With crowdsourcing you need to be much more transparent and implicitly suggest that you are going to take on board what the crowd is saying. There is an implicit agreement that you will take a consumers input seriously and that’s the first step – before technology even
enters into the picture. However, you don’t want to over-promise and let customers think that if they send you an idea, a week later it will turn into reality.
Who needs to take ownership of a company’s customer community initiative? Should this be a departmental or business unit project, or does it need more of a company-wide focus?
LH. Customer communities may have a wide or narrow scope, which could determine the appropriate owner within the company. A cross-functional discussion should take place before creating a community to determine the company’s strategy and roadmap. Creating a community also establishes expectations among customers, so be sure to carefully plan and to proactively manage expectations of all parties.
ML. It’s really about being approached in both of those ways by different organizations and there isn’t a clear delineation on which of those works better. It’s simply that doing something is better than doing nothing, partly because that helps to socialize this within the organization and start to learn about the business practices.
Any business depends on hiring great people, but customer-centricity is particularly dependent on employing and developing people that understand the importance of the business-consumer relationship.

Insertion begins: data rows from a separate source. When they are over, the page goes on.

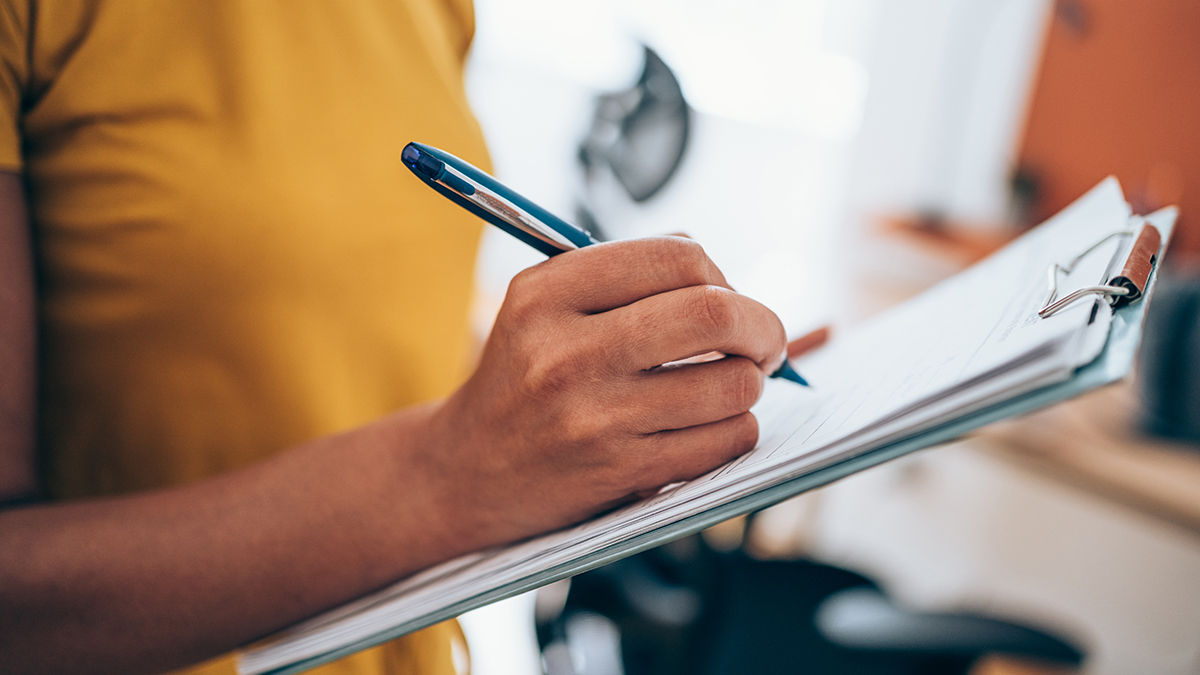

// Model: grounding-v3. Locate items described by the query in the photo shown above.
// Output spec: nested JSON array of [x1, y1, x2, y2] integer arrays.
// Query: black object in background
[[1140, 277, 1200, 444], [576, 46, 691, 239], [538, 537, 1082, 675]]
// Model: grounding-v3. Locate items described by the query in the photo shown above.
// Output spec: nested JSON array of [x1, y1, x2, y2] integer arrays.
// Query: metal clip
[[1038, 223, 1163, 318]]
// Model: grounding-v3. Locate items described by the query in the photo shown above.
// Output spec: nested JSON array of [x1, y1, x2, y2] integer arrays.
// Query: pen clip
[[437, 165, 578, 251]]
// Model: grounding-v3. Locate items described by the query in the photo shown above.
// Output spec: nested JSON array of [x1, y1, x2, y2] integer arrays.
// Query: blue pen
[[400, 143, 809, 387]]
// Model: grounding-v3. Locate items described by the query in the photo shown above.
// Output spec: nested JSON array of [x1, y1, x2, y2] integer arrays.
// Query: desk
[[751, 236, 1200, 675]]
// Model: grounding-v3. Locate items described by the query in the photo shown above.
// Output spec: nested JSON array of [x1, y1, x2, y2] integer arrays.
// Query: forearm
[[0, 398, 475, 673]]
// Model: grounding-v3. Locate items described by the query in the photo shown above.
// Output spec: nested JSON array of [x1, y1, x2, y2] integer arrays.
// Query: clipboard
[[239, 189, 1178, 675]]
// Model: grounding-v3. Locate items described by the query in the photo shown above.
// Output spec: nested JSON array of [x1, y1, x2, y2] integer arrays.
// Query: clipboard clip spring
[[1038, 223, 1163, 318]]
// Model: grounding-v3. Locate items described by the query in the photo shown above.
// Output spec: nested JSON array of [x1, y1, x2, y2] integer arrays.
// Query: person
[[0, 0, 811, 674]]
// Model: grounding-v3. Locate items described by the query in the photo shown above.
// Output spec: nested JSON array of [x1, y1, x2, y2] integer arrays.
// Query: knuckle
[[504, 268, 544, 323], [662, 237, 709, 283], [726, 358, 762, 412], [689, 286, 738, 338]]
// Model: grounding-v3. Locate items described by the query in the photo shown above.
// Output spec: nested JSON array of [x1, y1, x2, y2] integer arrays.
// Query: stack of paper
[[239, 179, 1170, 675]]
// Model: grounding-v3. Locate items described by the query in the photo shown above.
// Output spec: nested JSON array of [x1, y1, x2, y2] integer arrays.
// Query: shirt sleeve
[[0, 0, 29, 171]]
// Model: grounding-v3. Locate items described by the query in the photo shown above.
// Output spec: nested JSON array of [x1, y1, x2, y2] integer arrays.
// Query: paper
[[239, 179, 1147, 675]]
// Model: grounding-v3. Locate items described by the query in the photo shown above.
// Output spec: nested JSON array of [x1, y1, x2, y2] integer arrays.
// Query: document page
[[239, 179, 1130, 674]]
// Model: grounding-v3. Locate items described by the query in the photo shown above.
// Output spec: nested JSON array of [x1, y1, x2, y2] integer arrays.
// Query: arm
[[0, 177, 784, 674]]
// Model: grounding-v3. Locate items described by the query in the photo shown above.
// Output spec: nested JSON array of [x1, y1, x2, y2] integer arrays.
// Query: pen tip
[[770, 360, 809, 387], [400, 143, 421, 166]]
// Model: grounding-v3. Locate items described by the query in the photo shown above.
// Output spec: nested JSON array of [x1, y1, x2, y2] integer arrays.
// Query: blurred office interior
[[453, 0, 1200, 675]]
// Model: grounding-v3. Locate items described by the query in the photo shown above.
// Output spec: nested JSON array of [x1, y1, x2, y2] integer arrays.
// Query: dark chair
[[538, 538, 1082, 675]]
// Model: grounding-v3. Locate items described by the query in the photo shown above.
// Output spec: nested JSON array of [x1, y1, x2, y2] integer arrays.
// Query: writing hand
[[421, 237, 785, 545]]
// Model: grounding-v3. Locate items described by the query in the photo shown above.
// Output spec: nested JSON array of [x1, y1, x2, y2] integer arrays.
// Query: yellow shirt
[[0, 0, 486, 673]]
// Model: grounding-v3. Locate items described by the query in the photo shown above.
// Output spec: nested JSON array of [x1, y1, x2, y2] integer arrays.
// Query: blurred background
[[451, 0, 1200, 675]]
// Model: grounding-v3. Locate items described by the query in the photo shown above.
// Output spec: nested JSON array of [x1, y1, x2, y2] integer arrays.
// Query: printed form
[[239, 179, 1130, 675]]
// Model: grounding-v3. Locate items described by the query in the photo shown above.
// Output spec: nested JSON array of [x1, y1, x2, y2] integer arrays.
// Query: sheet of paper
[[239, 179, 1129, 675]]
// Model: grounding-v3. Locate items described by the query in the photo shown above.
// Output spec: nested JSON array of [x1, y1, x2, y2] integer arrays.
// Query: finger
[[589, 281, 786, 372], [787, 325, 829, 359], [510, 237, 728, 313], [637, 412, 758, 491], [623, 357, 764, 434]]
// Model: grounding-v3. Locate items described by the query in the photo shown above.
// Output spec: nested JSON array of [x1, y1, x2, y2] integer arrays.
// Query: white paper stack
[[239, 179, 1170, 675]]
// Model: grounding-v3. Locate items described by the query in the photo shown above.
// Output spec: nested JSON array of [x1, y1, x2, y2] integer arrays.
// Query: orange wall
[[1020, 0, 1200, 257]]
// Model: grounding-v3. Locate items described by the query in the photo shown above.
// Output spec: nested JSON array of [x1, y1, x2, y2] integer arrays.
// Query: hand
[[787, 325, 829, 359], [421, 237, 785, 545]]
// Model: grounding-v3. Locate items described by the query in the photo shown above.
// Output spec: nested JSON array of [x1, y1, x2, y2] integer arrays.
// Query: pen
[[400, 143, 809, 387]]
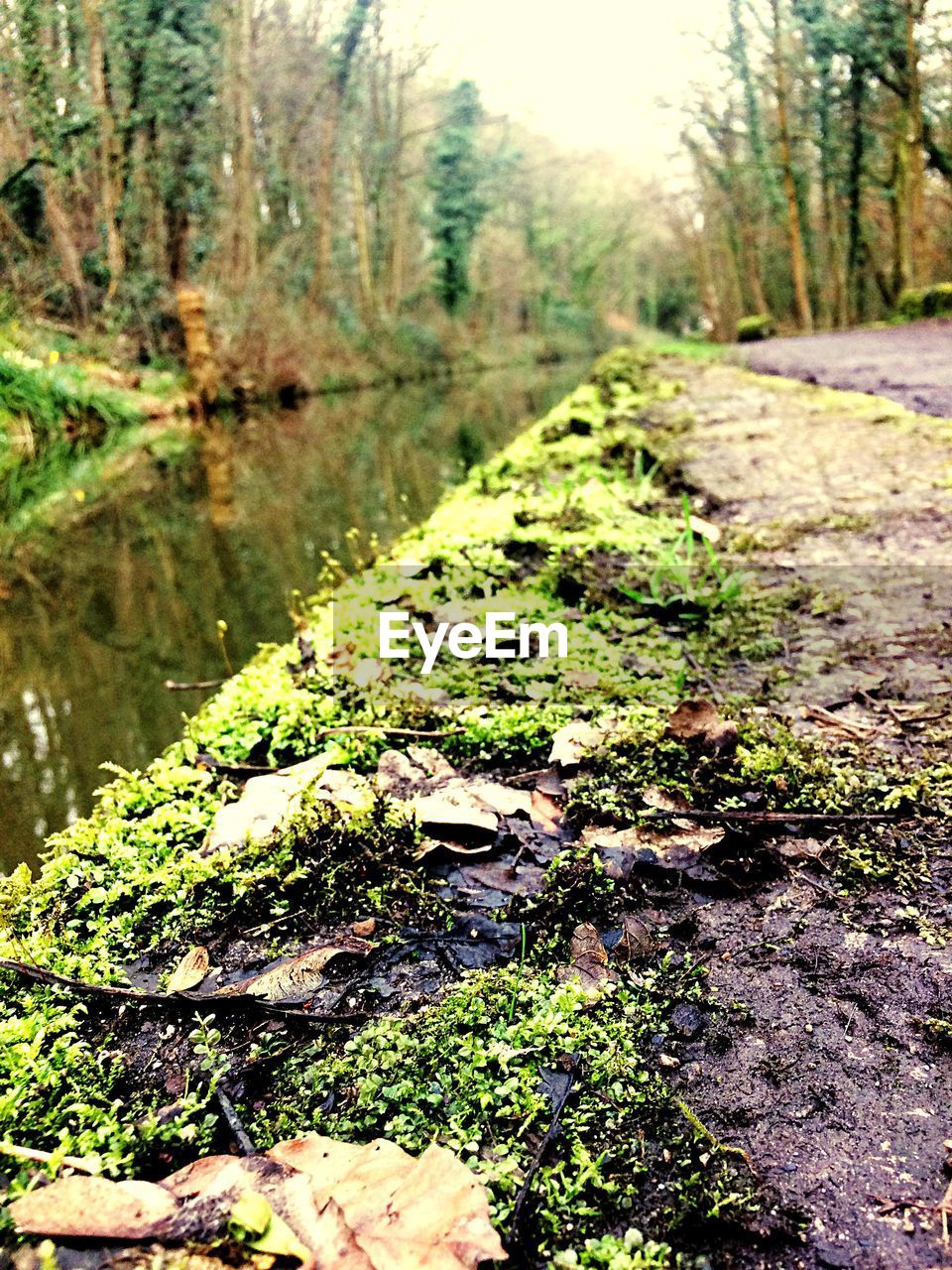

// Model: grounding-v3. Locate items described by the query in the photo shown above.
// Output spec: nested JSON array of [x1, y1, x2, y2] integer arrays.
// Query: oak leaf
[[165, 944, 208, 993]]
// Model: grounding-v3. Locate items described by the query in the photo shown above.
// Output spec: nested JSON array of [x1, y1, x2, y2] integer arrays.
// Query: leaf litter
[[9, 1135, 507, 1270]]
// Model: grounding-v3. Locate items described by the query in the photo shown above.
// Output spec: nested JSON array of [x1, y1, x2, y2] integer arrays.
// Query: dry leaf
[[562, 671, 598, 689], [410, 786, 499, 839], [10, 1178, 178, 1239], [688, 516, 724, 545], [581, 825, 725, 881], [548, 720, 606, 771], [210, 935, 375, 1001], [314, 767, 373, 812], [202, 757, 327, 854], [10, 1137, 507, 1270], [268, 1137, 505, 1270], [530, 789, 562, 835], [556, 922, 618, 992], [165, 945, 209, 992], [666, 698, 738, 754], [615, 913, 657, 961], [463, 861, 545, 895], [641, 785, 690, 812]]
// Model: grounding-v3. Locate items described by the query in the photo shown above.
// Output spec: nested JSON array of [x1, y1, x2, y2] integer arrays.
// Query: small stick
[[641, 809, 921, 825], [214, 1084, 257, 1156], [505, 1072, 575, 1248], [0, 1142, 99, 1174], [0, 957, 367, 1022], [163, 680, 228, 693], [674, 1098, 757, 1178], [317, 724, 466, 740]]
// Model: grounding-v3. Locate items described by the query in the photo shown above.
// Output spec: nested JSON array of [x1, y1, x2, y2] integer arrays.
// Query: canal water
[[0, 364, 580, 871]]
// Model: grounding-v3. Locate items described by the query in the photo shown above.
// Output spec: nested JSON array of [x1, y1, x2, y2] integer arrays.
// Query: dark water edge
[[0, 363, 583, 871]]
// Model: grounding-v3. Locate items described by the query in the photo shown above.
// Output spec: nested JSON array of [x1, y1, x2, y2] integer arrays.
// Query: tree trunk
[[235, 0, 258, 283], [44, 179, 86, 318], [847, 60, 866, 321], [82, 0, 126, 300], [311, 101, 340, 305], [771, 0, 813, 331], [350, 150, 378, 322], [903, 0, 929, 287], [890, 101, 912, 301], [311, 0, 371, 305]]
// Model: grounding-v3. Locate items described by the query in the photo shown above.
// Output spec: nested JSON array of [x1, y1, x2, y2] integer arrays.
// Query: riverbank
[[0, 353, 949, 1270], [0, 322, 591, 590]]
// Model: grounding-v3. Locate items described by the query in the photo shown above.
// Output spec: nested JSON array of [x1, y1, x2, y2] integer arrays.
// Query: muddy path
[[0, 349, 952, 1270], [678, 357, 952, 1270], [739, 318, 952, 418]]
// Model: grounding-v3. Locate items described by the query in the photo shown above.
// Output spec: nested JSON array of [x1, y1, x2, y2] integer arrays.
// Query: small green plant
[[738, 314, 776, 344], [618, 495, 742, 623], [896, 282, 952, 321]]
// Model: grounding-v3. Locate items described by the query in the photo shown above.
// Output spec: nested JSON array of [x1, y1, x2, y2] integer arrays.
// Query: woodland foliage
[[681, 0, 952, 337], [0, 0, 664, 364]]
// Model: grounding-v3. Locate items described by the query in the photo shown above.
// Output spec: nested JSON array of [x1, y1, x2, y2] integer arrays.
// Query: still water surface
[[0, 366, 579, 871]]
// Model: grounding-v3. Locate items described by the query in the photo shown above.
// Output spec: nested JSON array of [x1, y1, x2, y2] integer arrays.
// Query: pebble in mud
[[671, 1001, 707, 1040]]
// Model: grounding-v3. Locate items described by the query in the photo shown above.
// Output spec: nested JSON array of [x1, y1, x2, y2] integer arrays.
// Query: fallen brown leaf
[[165, 945, 208, 992], [202, 757, 327, 854], [409, 788, 499, 839], [463, 861, 545, 895], [615, 913, 657, 961], [9, 1137, 507, 1270], [268, 1137, 505, 1270], [548, 720, 606, 771], [530, 789, 562, 834], [667, 698, 738, 754], [210, 935, 373, 1001], [10, 1178, 178, 1239], [688, 516, 724, 544], [556, 922, 618, 993], [583, 825, 725, 880]]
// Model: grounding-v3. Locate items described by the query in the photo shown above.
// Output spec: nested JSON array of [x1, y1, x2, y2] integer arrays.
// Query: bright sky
[[420, 0, 726, 171]]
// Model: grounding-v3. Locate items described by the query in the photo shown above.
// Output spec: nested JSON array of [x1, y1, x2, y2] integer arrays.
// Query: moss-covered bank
[[0, 350, 949, 1270]]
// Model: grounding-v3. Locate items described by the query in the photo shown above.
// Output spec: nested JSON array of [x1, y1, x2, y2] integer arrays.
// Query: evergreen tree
[[427, 80, 489, 314]]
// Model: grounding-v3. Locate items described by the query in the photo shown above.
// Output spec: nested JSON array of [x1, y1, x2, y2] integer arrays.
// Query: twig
[[317, 724, 466, 740], [0, 957, 367, 1022], [802, 704, 880, 740], [641, 809, 916, 825], [214, 1084, 257, 1156], [0, 1142, 99, 1174], [505, 1067, 576, 1248], [195, 750, 281, 780], [163, 679, 228, 693], [674, 1098, 757, 1178]]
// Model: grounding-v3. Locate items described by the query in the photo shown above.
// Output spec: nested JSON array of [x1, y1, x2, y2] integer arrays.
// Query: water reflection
[[0, 367, 579, 869]]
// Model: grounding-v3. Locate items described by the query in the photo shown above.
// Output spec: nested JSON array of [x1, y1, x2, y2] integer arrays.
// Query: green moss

How can companies ensure their organizational culture is geared towards customer-centricity?
LH. Engagement of employees and customers go hand-in-hand, but it’s not a chicken-and-egg issue. Always start with a clear identification of your target market and a thorough understanding of its world, and then determine the required competencies of employees to hire, and their intrinsic motivators. Nurture customer-centricity by keeping employees
continually aware of developments in the customer’s world, and by maintaining a customer-first mindset in all internal discussions, decisions and activities.
The vision and values that top management communicates, both verbally and behaviorally, set the tone and direction for the organization. The key is consistency – at every opportunity, management should continually communicate the necessity of making it easier and nicer for
customers to get and use solutions. Consistency occurs in formal and informal meetings, written correspondence, external messages and in every business process and every management ritual such as performance reviews, annual operating plans and performance dashboards.
Customer-centricity, as priority number one, must permeate the entire business, and be un-challenged by other concerns as the organization’s primary focus of attention and efforts.
Accountability determines the degree to which customer-centricity takes root. What gets rewarded gets done. Proper balance and wise management of rewards and penalties are extremely important. The best planned accountability programs are undermined if group members view them as inequitable or unfair, so close monitoring of group member’s perceptions is key.
ML. Customer-centricity is about getting employees, who previously never interacted directly with customers, to engage directly with them. And so, for the companies that are implementing crowdsourcing now and engaging with their customers, they are getting a head start and
they’re setting up the processes and learning what goes into it.
There are many companies that are setting up innovation centers and these almost separate groups are charged with thinking about how the entire organization can innovate. Again, whether it’s innovating products, services, business processes, internal processes, customer
facing processes, processes involving business partners, it’s a question of how they can innovate more quickly and be more flexible.
It’s a kind of centralized approach, and many of these groups are looking at crowdsourcing methodologies whether for customer-centric innovation or for opening up to customers and others outside of the organization as opposed to an R&D group.